Sea Watch: sbarcati
grazie a una comasca
«Venti giorni di assurda odissea»

Ex studentessa del liceo Volta protagonista delle trattative.«Sfido i politici a salire a bordo e rimanere insensibili a quello che avviene»

«Sono state settimane assurde, di trattative e scontri tra istituzioni. A farne le spese donne, uomini e bambini rimasti per 19 giorni in mare, d’inverno. Alla fine ce l’abbiamo fatta, ma per noi non è una vittoria». È comasca una delle protagoniste della svolta nelle difficili trattative che, ieri, si sono chiuse con lo sbarco delle 49 persone bloccate da prima di Natale sulle navi Sea Watch 3 e Sea Eye.

Ex studentessa del liceo Volta, laureata a Ginevra in diritto internazionale, Giorgia Linardi è la portavoce e la consulente legale della ong tedesca Sea Watch. E da tre anni e mezzo gira il Mediterraneo nelle missioni che hanno salvato la vita a centinaia di essere umani.
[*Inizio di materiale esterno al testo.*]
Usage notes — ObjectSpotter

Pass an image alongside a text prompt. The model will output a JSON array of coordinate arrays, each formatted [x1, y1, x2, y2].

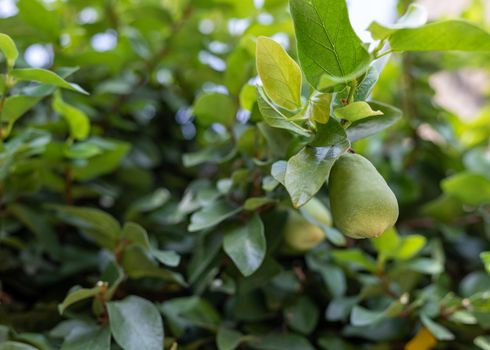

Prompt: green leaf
[[305, 91, 332, 124], [216, 327, 243, 350], [121, 222, 151, 250], [58, 284, 105, 314], [2, 95, 42, 124], [388, 20, 490, 52], [284, 296, 320, 334], [368, 4, 427, 40], [350, 305, 385, 327], [441, 171, 490, 206], [257, 86, 311, 137], [61, 327, 111, 350], [480, 252, 490, 273], [53, 93, 90, 141], [8, 204, 61, 259], [253, 333, 315, 350], [347, 101, 402, 142], [188, 200, 242, 232], [290, 0, 370, 90], [420, 314, 454, 340], [332, 249, 376, 272], [473, 335, 490, 350], [12, 68, 88, 95], [284, 147, 337, 208], [325, 297, 358, 321], [284, 118, 350, 208], [17, 0, 61, 42], [160, 296, 221, 333], [333, 101, 383, 123], [350, 301, 404, 327], [354, 65, 380, 101], [394, 235, 427, 260], [0, 33, 19, 67], [406, 258, 444, 275], [271, 160, 288, 186], [256, 36, 301, 110], [107, 296, 163, 350], [121, 245, 186, 286], [53, 206, 121, 249], [0, 341, 38, 350], [151, 249, 180, 267], [193, 92, 237, 126], [243, 197, 276, 211], [73, 137, 130, 181], [223, 214, 266, 276]]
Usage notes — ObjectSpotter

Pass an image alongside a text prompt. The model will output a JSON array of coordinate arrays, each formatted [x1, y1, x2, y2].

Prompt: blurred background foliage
[[0, 0, 490, 350]]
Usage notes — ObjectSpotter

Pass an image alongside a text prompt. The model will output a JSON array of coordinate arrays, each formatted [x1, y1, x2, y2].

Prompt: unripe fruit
[[284, 198, 332, 252], [328, 153, 398, 238], [301, 197, 332, 226]]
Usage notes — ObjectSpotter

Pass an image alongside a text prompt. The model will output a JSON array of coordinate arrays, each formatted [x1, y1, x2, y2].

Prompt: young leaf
[[256, 36, 301, 110], [480, 251, 490, 273], [388, 20, 490, 52], [12, 68, 88, 95], [346, 101, 402, 142], [368, 4, 427, 40], [188, 201, 242, 232], [286, 118, 350, 208], [107, 296, 164, 350], [58, 284, 105, 314], [0, 33, 19, 67], [257, 86, 310, 137], [290, 0, 370, 90], [223, 214, 266, 276], [306, 91, 332, 124], [61, 326, 111, 350], [284, 146, 338, 208], [333, 101, 383, 123], [53, 93, 90, 140]]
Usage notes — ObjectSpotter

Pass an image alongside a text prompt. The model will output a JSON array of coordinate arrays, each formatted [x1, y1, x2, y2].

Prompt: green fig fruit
[[284, 198, 332, 252], [301, 197, 332, 226], [328, 153, 398, 239]]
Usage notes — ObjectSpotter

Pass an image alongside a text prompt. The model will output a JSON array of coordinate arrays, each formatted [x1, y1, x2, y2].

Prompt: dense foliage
[[0, 0, 490, 350]]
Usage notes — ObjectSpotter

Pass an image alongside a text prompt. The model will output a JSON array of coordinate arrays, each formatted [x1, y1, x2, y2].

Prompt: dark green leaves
[[189, 200, 241, 232], [54, 206, 121, 249], [53, 93, 90, 140], [58, 283, 105, 314], [290, 0, 370, 89], [256, 37, 301, 110], [223, 214, 266, 276], [0, 33, 19, 67], [282, 118, 350, 207], [257, 86, 310, 136], [61, 326, 111, 350], [194, 92, 236, 126], [107, 296, 163, 350]]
«Sappiamo che il contesto attuale è complicato - spiega, da Malta, Giorgia - L’aspetto politico sta prevalendo in modo violento, ma noi crediamo di muoverci in un quadro legale preciso. Non avevamo però messo in conto un’odissea come questa». Diciannove giorni di trattative con gli Stati membri dell’Unione Europea: «Sono state settimane da un lato assurde, dall’altro di grande solidarietà e di supporto da parte della società civile, con sindaci che hanno aperto i porti, skipper che volevano raggiungere le nostre navi per aiutare le persone a bordo, l’appoggio e la solidarietà del Papa e della Chiesa». Ma anche con una situazione, a bordo delle navi, sempre più tesa: «Il nostro equipaggio ha fatto un lavoro miracoloso - prosegue - A bordo c’erano 11 diverse nazionalità che hanno condiviso una sola stanza, senza letti per tutti, in una frustrazione crescente.

E l’Italia ha giocato un ruolo ambiguo in questa drammatica odissea. Con lo scontro istituzionale tra Salvini da una parte, il premier Conte e Di Maio dall’altra, che ha fatto saltare il banco in almeno un paio di occasioni, ritardando lo sbarco dei migranti. E mentre i politici litigavano per «mantenere posizioni che gli garantiscono fedeltà elettorale», la vita a bordo proseguiva.

«Una bimba di 11 mesi è salita a bordo che gattonava - racconta ancora Giorgia Linardi - e ha mosso i suoi primi passi sulla nave, aiutata da un ragazzo sudanese che non era parente, ma che si è affezionato a lei». Quelle vite in balia delle onde sono state un monito per l’Europa intera, divisa tra rigidità politiche da una parte e la solidarietà della società civile: «Sfido qualunque politico - prosegue la giovane comasca - a salire a bordo di una delle nostre navi e poi scendere senza il desiderio di risolvere quanto prima la situazione».